Paper: | SLP-L6.3 |
Session: | Advances in LVCSR Algorithms |
Time: | Wednesday, May 17, 17:10 - 17:30 |
Presentation: |
Lecture
|
Topic: |
Speech and Spoken Language Processing: Alternative Statistical and Machine Learning Methods for General ASR (e.g., no-HMM methods) |
Title: |
Augmented Statistical Models for Speech Recognition |
Authors: |
Martin Layton, Mark J. F. Gales, University of Cambridge, United Kingdom |
Abstract: |
Recently there has been significant interest in developing new acoustic models for speech recognition. One such model, that allows complex dependencies to be represented, is the augmented statistical model.
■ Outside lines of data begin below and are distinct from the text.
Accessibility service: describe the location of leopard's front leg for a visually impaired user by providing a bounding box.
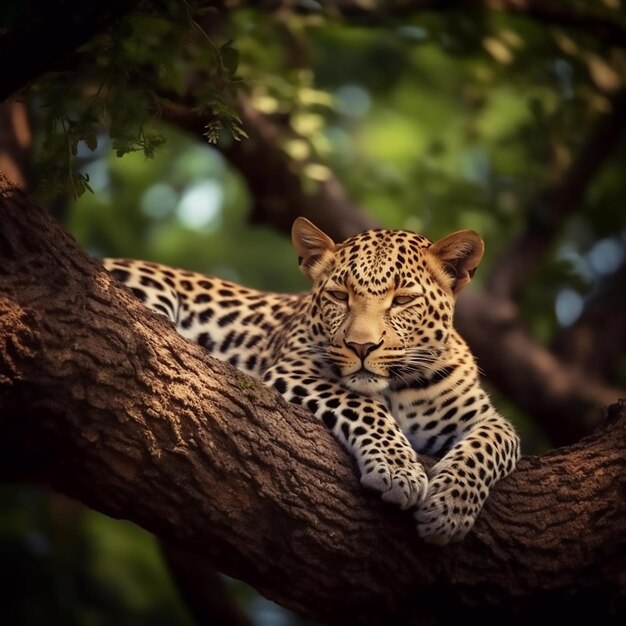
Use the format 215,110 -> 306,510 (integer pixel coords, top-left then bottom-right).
416,405 -> 520,544
263,362 -> 428,509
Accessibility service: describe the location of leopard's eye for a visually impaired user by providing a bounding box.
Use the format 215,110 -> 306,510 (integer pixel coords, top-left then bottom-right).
391,293 -> 417,306
326,289 -> 348,302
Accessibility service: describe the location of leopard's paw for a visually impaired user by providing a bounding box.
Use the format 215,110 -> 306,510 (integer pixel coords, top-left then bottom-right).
415,472 -> 484,545
361,457 -> 428,509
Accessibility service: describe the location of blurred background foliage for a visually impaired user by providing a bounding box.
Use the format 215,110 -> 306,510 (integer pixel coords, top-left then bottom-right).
0,0 -> 626,626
This incorporates additional dependencies by constructing a local exponential expansion of a standard HMM. Unfortunately, the resulting model often has an intractable normalisation term, rendering training difficult for all but binary classification tasks. In this paper, conditional augmented (C-Aug) models are proposed as an attractive alternative. Instead of modelling utterance likelihoods and inferring decision boundaries, C-Aug models directly model the posterior probability of class labels, conditioned on the utterance. The resulting model is easy to normalise and can be trained using conditional maximum likelihood estimation. In addition, as a convex model, the optimisation converges to a global maximum. |